Pakowanie jest koszmarem i cieszę się, że przyjdą niedługo takie dni, w których nie będę się musiał pakować. Śniadanie nie powala z nóg – znowu płatki, ale coś zjeść trzeba. Kajaki są oddalone od bazy, więc trzeba to wszystko przenieść.

Aby uniknąć niespodzianek asekuruję Adama i lekko go wypycham. Następnie wsiadam do swojego kajaka i już po chwili jestem na wodzie. Startowaliśmy ze skał, a nie z plaży, więc trochę trudnych momentów było. Sytuacja lodowa jest znacznie lepsza niż dwa dni temu – jest dużo wody bez lodu. Wychodzi nawet słońce i robi się przyjemnie. Po chwili wpadam w swój rytm na kajaku. Potrafię wiosłować godzinę bez postoju.
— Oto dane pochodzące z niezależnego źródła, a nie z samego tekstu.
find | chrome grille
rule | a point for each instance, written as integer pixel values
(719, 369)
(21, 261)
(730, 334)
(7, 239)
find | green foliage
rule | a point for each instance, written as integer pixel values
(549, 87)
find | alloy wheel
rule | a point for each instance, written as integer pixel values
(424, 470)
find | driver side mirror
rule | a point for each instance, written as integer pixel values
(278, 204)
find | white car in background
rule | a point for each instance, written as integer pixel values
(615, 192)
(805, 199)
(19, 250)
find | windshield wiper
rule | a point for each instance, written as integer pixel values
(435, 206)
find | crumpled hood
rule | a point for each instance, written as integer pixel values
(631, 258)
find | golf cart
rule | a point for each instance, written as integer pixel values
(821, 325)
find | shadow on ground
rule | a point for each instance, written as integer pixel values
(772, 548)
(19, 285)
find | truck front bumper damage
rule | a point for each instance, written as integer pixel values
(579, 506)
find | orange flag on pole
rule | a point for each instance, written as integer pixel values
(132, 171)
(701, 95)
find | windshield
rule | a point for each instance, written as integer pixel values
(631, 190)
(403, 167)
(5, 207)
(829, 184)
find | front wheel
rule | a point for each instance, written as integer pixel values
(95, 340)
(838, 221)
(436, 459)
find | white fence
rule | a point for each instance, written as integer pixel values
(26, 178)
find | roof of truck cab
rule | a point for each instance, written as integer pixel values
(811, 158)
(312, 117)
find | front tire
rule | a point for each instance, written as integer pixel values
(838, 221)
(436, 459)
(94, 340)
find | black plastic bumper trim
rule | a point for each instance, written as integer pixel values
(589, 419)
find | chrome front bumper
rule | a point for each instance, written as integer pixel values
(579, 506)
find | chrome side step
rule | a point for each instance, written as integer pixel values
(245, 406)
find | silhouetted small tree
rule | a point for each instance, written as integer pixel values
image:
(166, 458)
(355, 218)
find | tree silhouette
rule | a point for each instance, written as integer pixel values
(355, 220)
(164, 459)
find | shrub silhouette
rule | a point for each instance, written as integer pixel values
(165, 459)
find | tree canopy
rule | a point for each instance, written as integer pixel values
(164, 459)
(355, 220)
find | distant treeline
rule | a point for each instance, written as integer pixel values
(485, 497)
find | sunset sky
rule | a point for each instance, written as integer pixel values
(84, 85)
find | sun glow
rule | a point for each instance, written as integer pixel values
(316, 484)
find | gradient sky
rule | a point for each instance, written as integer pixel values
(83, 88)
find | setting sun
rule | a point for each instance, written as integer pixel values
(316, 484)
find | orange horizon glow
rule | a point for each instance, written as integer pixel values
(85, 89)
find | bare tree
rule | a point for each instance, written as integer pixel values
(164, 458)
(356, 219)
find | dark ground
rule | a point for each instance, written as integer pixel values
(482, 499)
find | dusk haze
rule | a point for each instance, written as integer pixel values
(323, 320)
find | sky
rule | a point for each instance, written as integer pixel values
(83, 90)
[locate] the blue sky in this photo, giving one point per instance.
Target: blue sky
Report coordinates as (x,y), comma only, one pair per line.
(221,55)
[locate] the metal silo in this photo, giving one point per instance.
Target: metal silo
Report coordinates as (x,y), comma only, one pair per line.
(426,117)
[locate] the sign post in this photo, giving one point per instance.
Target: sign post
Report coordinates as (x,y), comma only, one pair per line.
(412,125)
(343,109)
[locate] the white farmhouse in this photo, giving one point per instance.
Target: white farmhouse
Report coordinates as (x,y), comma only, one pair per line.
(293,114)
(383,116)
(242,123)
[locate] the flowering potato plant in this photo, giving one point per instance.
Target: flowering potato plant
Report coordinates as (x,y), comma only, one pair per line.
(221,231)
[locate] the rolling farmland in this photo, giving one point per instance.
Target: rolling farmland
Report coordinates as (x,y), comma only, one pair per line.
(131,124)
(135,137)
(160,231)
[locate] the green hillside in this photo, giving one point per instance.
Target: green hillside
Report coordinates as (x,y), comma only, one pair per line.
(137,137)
Ręce wcale mnie nie bolą, kombinezon chłodzi lub ociepla kiedy jest taka potrzeba. Bardzo polubiłem to kajakowanie na Grenlandii.

Przed nami długo droga – trawers do lodowca koło Port Victor. Na szczęście nie ma wiatru i morze jest spokojne. Wychodzę zza klifu – mewy podrywają się ze skał i krążą nade mną krzycząc przeraźliwie. Aha, myślę sobie, gdzieś tutaj musi być gniazdo. I rzeczywiście jest – siedzą sobie w nim młode i przypatrują mi się swoimi wielkimi oczami. Aby ich nie niepokoić znikam po chwili w oddali. Zbliżamy się do olbrzymich gór lodowych, przy których robimy sobie zdjęcie. Płynie się dobrze, lekko i leniwie. Następnym razem na kajak biorę aparat odporny na wodę, aby mieć go stale przy sobie. To wyciąganie i wkładanie do wodoodpornych toreb jest męczące. Widać odległy brzeg – cel na dzisiejszy dzień. Wcale się nie przybliża pomimo rytmicznego wiosłowania. Opuszczamy już wyspę i trawersujemy. Jest to najbardziej niebezpieczna część dnia. W przypadku wywrotki nie będzie możliwości dopłynięcia do brzegu. W oddali, blisko drugiego brzegu majaczą duże góry lodowe. Wydaje mi się, że gdy do nich dopłynę, to będę już blisko brzegu, ale to pobożne życzenie. Nadal jest daleko. Lodowiec rośnie w oczach, słychać też coraz częściej jak się odłamują od niego kolejne fragmenty. Woda zmienia kolor – z turkusu w beżowe mleko. To również za sprawą potężnej rzeki, która wchodzi do morza całkiem niedaleko.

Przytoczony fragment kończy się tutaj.